Hi everyone
I have a quick perl matching question. I have the following file, and I want to use perl to search through the 2nd column and see if it finds any of the month names (e.g.: Jan, Feb, Mar, ... Dec).
Here's the file I'm trying to search, and here's the code I have so far. Any help would be super helpful! Thanks
lu Aug 2006 -122.24 48.76
lu AuG 2006 -122.24 48.76
21 2 2006 -122.24 48.76
2A Jul 2008 -117.8617 34.7017
21 Ma2 2006 -112.24 48.76
#!/usr/bin/perl -w
#
use strict;
use warnings;
my $file = 'sample1.xyt';
open my $info, $file or die "Could not open $file: $!";
my $x1 = $_;
my @cols = split(" ", $x1);
#Test: to see if col2 has values that match the following EXACTLY: Jan, Feb, Mar, Apr, Jun, Jul, Aug, Sep, Oct, Nov, Dec AND ALSO check that there are no numbers in this column.

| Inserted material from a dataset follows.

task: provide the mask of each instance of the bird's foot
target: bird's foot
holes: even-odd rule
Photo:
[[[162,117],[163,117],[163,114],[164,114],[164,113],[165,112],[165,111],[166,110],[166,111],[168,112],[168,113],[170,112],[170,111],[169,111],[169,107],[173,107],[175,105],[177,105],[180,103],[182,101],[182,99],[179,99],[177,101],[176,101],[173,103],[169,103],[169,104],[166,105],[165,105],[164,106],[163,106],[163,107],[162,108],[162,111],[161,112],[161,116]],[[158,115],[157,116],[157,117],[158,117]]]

If these criteria is not met, print the bad line
if ($cols[1] =~ /^[0-9]+$/) { #checks for all numbers in the month
print "I have a bad month here - $x1";
} elsif ($cols[1] =~ /^[a-zA-Z]+$/) { #checks for all letters
#check in here for matches!
@months = ("Jan", "Feb", "Mar", "Apr", "May", "Jun", "Jul", "Aug", "Sep", "Oct", "Nov", "Dec");
##Not sure what to do here! :-(
} else {
print "I have a bad month here - $x1";
}
} else {
print "I have a bad month here - $x1";
}
}
close $info;
Try something like this which uses the "smart match" to perform a "in list":
use strict;
use warnings;
my @months = ( "Jan", "Feb", "Mar", "Apr", "May", "Jun", "Jul", "Aug", "Sep", "Oct", "Nov", "Dec" );
my $file = 'sample1.xyt';
open my $info, $file or die "Could not open $file: $!";
while ( <$info> ) {
chomp;
my @cols = split(" ");
if ( $cols[1] ~~ @months ) {
print "Valid month found: $cols[1]\n";
} else {
print "Invalid month found: $cols[1]\n";
}
}
arrays - Perl: if ( element in list ) - Stack Overflow
How about this:
#!/usr/bin/perl -w
use strict;
use warnings;
my @months = ("Jan", "Feb", "Mar", "Apr", "May", "Jun", "Jul", "Aug", "Sep", "Oct", "Nov", "Dec");
open FILE, "<sample1.xyt" or die "Could not open sample1.xyt";
foreach my $line (<FILE>) {
my @cols = split(" ", $line);
if ($cols[1] =~ /^[0-9]+$/) { #checks for all numbers in the month
print "I have a bad month (numbers) here - $cols[1]\n";
} elsif (grep /^$cols[1]$/i, @months) {
print "Month is ok - $cols[1]\n";
} else {
print "I have a bad month here - $cols[1]\n";
}
}
close(FILE);
Alternation is probably faster than array comparison.
#!/usr/bin/perl
use strict;
use warnings;
open (my $file, '<', 'sample1.xyt');
while (<$file>){
@rec=split/\s+/,$_;
if ($rec[1]=~/^(Jan|Feb|Mar|Apr|May|Jun|Jul|Aug|Sep|Oct|Nov|Dec)/){
...
}
else{
print "Dud month in record $.:\n\t$_";
}
even more simpler with regexp, no array
#!/usr/bin/perl
use strict;
use warnings;
open (my $file, '<', 'sample1.xyt');
while (<$file>){
if ($_=~/.+\s+(Jan|Feb|Mar|Apr|May|Jun|Jul|Aug|Sep|Oct|Nov|Dec)\s+.+/i){
print "month found $1\n";
}
else{
print "Dud month in record $.:\t$_";
}
}
close $file;
$ ./test.pl
month found Aug
month found AuG
Dud month in record 3: 21 2 2006 -122.24 48.76
month found Jul
Dud month in record 5: 21 Ma2 2006 -112.24 48.76
this was super useful and incredibly instructive... thanks guys!